We used standard laboratory methods including polymerase chain reaction (PCR) and a Sequence Analyzer to obtain DNA sequences that we then included in molecular phylogenetic analyses to infer an evolutionary tree for the species under study. The resulting phylogenetic tree was used to perform different analyses that took into account the phylogenetic relatedness (or evolutionary relatedness) among species. For example, we mapped the tympanum condition on to the evolutionary tree to identify a single evolutionary transition that involved the loss of both the tympanic membrane and tympanic annulus. Our phylogenetic analysis also resulted in the discovery of new species such as Phrynopus inti [see photo on top of page], described in 2017.

We used X-ray computed tomography (CT) imaging to test if the absence of external hearing structures is associated with the loss of the auditory skeletal elements such as the columella (also known as stapes; see image below). Our analysis demonstrated that the absence of tympanum is associated with complete loss of columella in at least one member of the genus.
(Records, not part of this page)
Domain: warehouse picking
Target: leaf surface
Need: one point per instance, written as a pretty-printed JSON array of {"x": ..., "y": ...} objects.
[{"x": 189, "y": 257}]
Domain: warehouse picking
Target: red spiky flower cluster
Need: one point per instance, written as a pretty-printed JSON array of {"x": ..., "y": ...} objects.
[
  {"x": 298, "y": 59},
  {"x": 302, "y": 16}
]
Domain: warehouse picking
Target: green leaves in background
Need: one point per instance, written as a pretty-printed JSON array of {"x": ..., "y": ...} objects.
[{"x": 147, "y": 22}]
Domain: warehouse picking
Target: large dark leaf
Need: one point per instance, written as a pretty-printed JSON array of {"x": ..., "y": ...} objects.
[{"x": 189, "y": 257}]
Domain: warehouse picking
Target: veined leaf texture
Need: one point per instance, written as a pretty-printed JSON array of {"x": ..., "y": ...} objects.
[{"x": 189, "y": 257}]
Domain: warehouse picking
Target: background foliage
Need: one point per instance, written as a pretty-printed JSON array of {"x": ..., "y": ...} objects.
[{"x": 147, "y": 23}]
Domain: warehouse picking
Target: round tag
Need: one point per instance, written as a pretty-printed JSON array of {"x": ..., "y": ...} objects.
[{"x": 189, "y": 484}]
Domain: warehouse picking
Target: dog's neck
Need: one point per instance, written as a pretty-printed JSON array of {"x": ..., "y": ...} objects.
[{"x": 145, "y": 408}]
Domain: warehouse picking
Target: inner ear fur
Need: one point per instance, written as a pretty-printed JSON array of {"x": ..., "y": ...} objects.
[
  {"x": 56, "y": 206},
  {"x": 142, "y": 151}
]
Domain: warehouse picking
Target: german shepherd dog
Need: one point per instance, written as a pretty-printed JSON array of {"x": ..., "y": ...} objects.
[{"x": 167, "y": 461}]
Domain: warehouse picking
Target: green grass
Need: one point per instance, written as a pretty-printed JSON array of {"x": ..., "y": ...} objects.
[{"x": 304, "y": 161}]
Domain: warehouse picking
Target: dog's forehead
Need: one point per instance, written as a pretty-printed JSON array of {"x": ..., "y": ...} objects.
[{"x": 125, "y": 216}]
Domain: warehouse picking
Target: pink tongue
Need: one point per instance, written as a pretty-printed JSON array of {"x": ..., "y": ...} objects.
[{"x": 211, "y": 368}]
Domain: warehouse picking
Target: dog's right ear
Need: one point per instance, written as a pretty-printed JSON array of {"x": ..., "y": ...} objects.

Courtesy of Rudolf von May and Erin Westeen
What would you like teachers and students to know about the work you and your team did in South America?

The number of known frog species in the world continues to increase as a result of new discoveries and descriptions (on average, between 100 and 200 new species are described per year). In the Andean genus Phrynopus, about one third of the currently known species (34) were described over the past decade; only in 2017 alone, seven new species of Phrynopus were described. The discovery of new species demonstrates the need for further scientific exploration of poorly known areas in South America, as these areas often contain unique habitats and species living in them.

Study coauthors are Edgar Lehr, Professor at Illinois Wesleyan University, and Daniel Rabosky, Assistant Professor at the University of Michigan (Museum of Zoology and the Department of Ecology and Evolutionary Biology). The study received financial support from the National Geographic Society, the National Science Foundation, the David and Lucile Packard Foundation, and several other organizations. Research permits and logistical support were provided by Peru’s wildlife service (SERFOR) and the national park service (SERNANP).